Update: Thursday, 7:51 p.m. Fifth District Republican congressional nominee Bob Good is calling on his opponent to divest his family from a controversial Chinese company with a social media platform used to spy on American citizens.
Webb listed on his financial disclosure report that he owns up to $15,000 of shares in Tencent Holdings Limited, a Chinese company that owns WeChat, an app with more than 1 billion monthly users in China that researchers say has extended the global reach of China’s surveillance and censorship methods.
“It’s time for Webb to put his money where his mouth is,” Good said, “and actually put people over profits. Actively investing in what is effectively a wholly owned subsidiary of a totalitarian regime with no regard for civil liberties shows bad judgment at best. At worst, it gives the appearance that Webb supports Beijing Biden’s corrupt ties to the Chinese Communist Party.”
First report: Thursday, 3:02 p.m. Fifth District Democratic congressional nominee Dr. Cameron Webb is calling on his Republican opponent, Bob Good, to divest his holdings in two companies that did business with Campbell County when Good was a member of the Campbell County Board of Supervisors.

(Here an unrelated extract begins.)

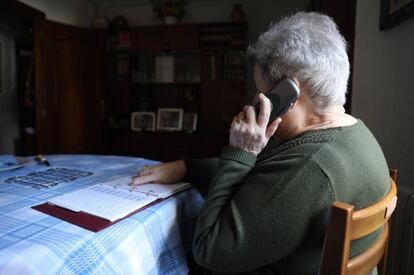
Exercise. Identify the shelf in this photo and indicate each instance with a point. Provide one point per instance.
(166, 83)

A press release from the Webb campaign highlighted two Campbell BOS votes dating back to 2016: one that approved $567,000 in local economic incentives to Abbott Laboratories, part of a $34 million proposed expansion of an Altavista Abbott facility that media reports at the time said would add 56 new local jobs, and a second giving McKesson, a drug distributor and health-care IT company, a contract overseeing the county’s ambulance billing and collection services, allowing the company to retain 4.25 percent of all that it collected.
Later that year, the BOS voted to hike ambulance fees 26 percent and to allow garnishing wages from Campbell County residents who did not pay for their ambulance rides.
The press release from the Webb campaign tied Abbott to Purdue Pharma, which has agreed to plead guilty to criminal charges to resolve a probe of its role in fuelling America’s opioid crisis.
Abbott marketed OxyContin on Purdue’s behalf.
“Too many individuals and families have faced unthinkable pain due to the opioid crisis. It is essential that our leaders stand up to those pharmaceutical companies that have recklessly endangered our communities in their pursuit of profit,” Webb said. “I will always stand up to these and other pharmaceutical companies to help ensure we end the opioid epidemic and address the unacceptably high cost of prescription medications. I call on my opponent to divest his financial ties to companies like Abbott and McKesson, so he can make the same pledge to the voters of Virginia’s Fifth District.”